Updated: Jun 15, 2020

Summer of my senior year in college my friend Padmini and I decided that we were going to go camping. The weather was nice, and the idea of an adventure was exciting. Padmini drove up to my school and we decided to take my car over to this campground in Georgia.

The drive was long but fun, we chatted listened to music and enjoyed each other´s company as we made our way to the campground. As we drove further, and further buildings disappeared, and we were met with trees and the beautiful scent of nature.

As two people of color the area was a bit alarming, but that is for an entirely different story. We made it to the campsite safe and sound and set up our gear.

The trip was great. We ate, junk food mostly, I am now a lover of red velvet and Oreo pop tarts. Probably the most fattening of their products. Oh well. We took a great hike on the trail and then the next day when it was time to leave, of course something happened.



Now Padmini and I both had at that time small red cars. Neither of us southern bells had trucks. We had decided that we would take my car to Georgia and everything was peachy until I drove into a small concave while leaving the campground.

#georgia #hiking #landscape

To our utter amusement we were stuck. Reversing. No. Revving. No. We were like glue in hair. We needed to be pulled out. So now here we are standing as the ass and back wheel of my car are in the air.

When a situation with your car arises the most logical thing is to call for road assistance. Tell me though how we were so far out into the boonies that neither of us could get cell service.
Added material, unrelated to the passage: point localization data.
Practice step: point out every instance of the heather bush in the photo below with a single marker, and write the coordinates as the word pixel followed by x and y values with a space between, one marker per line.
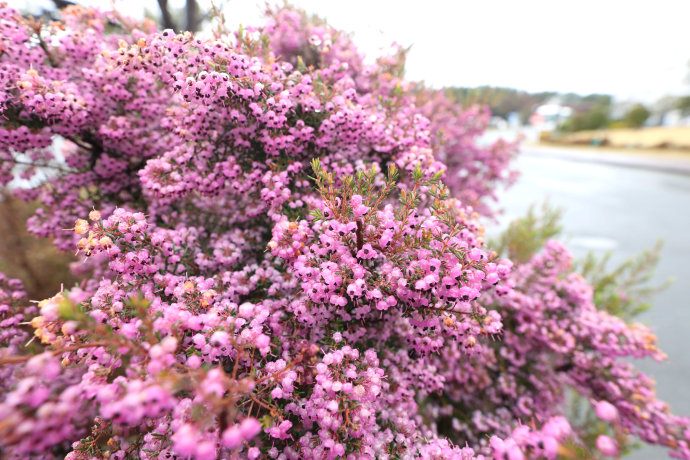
pixel 281 257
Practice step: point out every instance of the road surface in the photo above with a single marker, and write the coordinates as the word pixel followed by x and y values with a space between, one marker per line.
pixel 624 209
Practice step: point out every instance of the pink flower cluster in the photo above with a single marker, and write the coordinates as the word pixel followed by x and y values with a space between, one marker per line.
pixel 272 267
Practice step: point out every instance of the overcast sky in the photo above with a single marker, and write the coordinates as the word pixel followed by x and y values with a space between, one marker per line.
pixel 633 49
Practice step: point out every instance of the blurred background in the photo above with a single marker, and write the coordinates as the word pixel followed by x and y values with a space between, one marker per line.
pixel 598 91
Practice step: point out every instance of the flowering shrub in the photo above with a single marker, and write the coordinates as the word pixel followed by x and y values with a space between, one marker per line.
pixel 282 260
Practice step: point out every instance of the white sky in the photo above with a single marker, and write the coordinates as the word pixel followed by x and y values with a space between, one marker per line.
pixel 634 49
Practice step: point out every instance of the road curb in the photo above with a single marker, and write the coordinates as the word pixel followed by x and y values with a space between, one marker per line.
pixel 610 158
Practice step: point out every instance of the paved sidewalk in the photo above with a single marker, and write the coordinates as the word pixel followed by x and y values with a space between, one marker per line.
pixel 622 158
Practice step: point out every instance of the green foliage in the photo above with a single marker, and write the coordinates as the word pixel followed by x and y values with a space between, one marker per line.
pixel 596 118
pixel 625 290
pixel 525 236
pixel 683 104
pixel 636 116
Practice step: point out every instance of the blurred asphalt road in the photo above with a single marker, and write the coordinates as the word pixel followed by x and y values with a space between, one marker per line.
pixel 623 205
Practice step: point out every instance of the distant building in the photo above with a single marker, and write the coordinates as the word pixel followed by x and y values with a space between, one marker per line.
pixel 548 117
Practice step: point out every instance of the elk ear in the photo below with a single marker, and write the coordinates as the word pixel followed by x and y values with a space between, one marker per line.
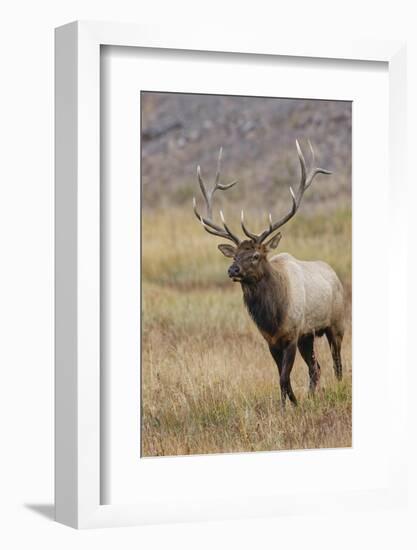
pixel 227 249
pixel 273 243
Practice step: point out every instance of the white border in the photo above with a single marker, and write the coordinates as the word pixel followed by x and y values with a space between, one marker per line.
pixel 125 478
pixel 78 258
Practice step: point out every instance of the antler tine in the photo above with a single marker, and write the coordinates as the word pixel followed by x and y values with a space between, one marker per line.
pixel 246 231
pixel 305 182
pixel 207 222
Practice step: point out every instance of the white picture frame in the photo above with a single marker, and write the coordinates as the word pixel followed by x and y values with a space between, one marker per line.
pixel 78 411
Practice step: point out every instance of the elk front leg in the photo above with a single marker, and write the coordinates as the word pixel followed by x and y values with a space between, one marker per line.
pixel 284 358
pixel 306 347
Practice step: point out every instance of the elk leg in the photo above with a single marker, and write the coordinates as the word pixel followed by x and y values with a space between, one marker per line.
pixel 306 347
pixel 335 343
pixel 288 357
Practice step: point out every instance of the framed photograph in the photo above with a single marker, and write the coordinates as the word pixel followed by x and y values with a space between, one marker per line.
pixel 224 328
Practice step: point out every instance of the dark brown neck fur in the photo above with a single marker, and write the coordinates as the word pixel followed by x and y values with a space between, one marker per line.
pixel 266 300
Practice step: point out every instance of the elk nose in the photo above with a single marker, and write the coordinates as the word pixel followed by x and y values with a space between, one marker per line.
pixel 233 270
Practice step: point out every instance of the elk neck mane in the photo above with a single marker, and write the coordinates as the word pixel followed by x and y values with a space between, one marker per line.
pixel 267 300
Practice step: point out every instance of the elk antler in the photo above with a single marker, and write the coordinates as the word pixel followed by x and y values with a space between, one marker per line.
pixel 207 222
pixel 306 181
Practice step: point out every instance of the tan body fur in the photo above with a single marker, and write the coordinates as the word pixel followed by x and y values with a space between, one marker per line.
pixel 315 298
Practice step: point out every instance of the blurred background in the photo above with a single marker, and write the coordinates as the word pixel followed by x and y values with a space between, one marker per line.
pixel 180 131
pixel 208 382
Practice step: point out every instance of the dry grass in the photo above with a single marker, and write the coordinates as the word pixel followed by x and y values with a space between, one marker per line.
pixel 209 384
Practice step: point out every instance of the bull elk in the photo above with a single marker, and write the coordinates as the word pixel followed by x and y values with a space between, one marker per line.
pixel 291 301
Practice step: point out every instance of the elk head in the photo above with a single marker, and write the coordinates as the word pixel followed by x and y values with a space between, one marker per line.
pixel 250 263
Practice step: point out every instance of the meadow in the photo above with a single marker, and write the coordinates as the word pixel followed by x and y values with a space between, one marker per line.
pixel 209 384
I looked up to the sky and I cackled. How in the world was this happening? What were the chances that this would happen? All the frustration and anxiety resulted in gut clenching, eye watering, knee wobbling laughter.

Padmini looking very lost as to what was happening stared at me as if I was crazy. In that instant I just might have been. From the day we arrived there we saw maybe one or two other people. The road was clear of any cars and the hiking area, where there was a gift shop, even if it wasn’t so far off was closed.

I stood there with the sun beating down on me as I tried to catch my breath, praying that somehow this would be solved. Lo and behold this maintenance guy rolls up on this dry dusty road. He hops out his truck “Looks like y’all need some help”.

The relief that flooded out of my pores was overwhelming. Even as the man pulled us out of that ditch, and we drove away offering all our thanks we did not pass another soul on the road.

I thanked the Lord and said I’m never camping with a car again.